Une mauvaise qualité de peinture permet-elle de consigner ?

La réponse dépend des faits, des documents contractuels et de l’importance du défaut.

Une finition imparfaite doit être inscrite comme réserve. Pour justifier la consignation sur le fondement strict de l’article R. 261-14, il faut pouvoir caractériser une contestation portant sur la conformité aux prévisions contractuelles.

Une installation électrique non testée permet-elle de consigner ?

L’impossibilité de tester l’installation doit être inscrite au procès-verbal.

Elle peut participer à une contestation lorsque le logement ne peut pas être contrôlé ou utilisé normalement. La décision doit être prise au regard de l’état général du logement et des engagements contractuels.

Des parties communes inachevées permettent-elles de consigner les 5 % du lot privatif ?

La réponse dépend de l’incidence des travaux sur l’accès, l’usage du lot et les prestations vendues.

L’article R. 261-14 vise la conformité du local aux prévisions du contrat. Il faut donc établir précisément le lien entre les parties communes inachevées et les droits contractuels de l’acquéreur.

Peut-on consigner pour un simple retard de livraison ?

Le retard de livraison et la conformité du logement sont deux sujets différents.

L’article R. 261-14 vise la conformité aux prévisions du contrat, et non le retard pris isolément. Les demandes d’indemnisation liées au retard reposent sur d’autres fondements contractuels ou juridiques.

Peut-on consigner en raison d’un litige financier sans rapport avec le logement ?

Le mécanisme de l’article R. 261-14 ne vise pas tous les différends entre l’acquéreur et le promoteur.

Il concerne la contestation portant sur la conformité du logement avec les prévisions du contrat.

Peut-on consigner même si le promoteur promet d’intervenir rapidement ?

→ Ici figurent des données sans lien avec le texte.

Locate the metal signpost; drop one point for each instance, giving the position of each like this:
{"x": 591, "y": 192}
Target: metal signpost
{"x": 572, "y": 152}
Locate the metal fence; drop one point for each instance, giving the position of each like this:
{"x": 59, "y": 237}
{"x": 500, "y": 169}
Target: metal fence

Oui, lorsque la contestation sur la conformité subsiste au moment où le solde devient exigible.

Une promesse orale de reprise ne remplace pas la consignation ni un engagement écrit précis.

Faut-il consigner la totalité des 5 % ?

L’article R. 261-14 prévoit que « le solde » peut être consigné.

Une consignation partielle peut être envisagée, mais elle doit être juridiquement et contractuellement sécurisée. La Caisse des Dépôts prévoit la possibilité d’une déconsignation totale ou partielle, mais la décision initiale doit rester cohérente avec la contestation.

Peut-on consigner plus de 5 % ?

Dans l’échéancier réglementaire ordinaire, 95 % du prix peuvent avoir été appelés à l’achèvement et le solde représente 5 %.

Une consignation portant sur une somme supérieure nécessite un fondement distinct ou une décision particulière. Elle ne doit pas être improvisée.

L’accord du promoteur est-il nécessaire ?

Faut-il l’accord du promoteur pour exercer le droit de consignation ?

L’article R. 261-14 ne subordonne pas expressément la consignation à l’accord préalable du promoteur.

Il prévoit que le solde peut être consigné en cas de contestation sur la conformité. Cependant, le dossier doit établir la réalité de la contestation et respecter les formalités du consignataire.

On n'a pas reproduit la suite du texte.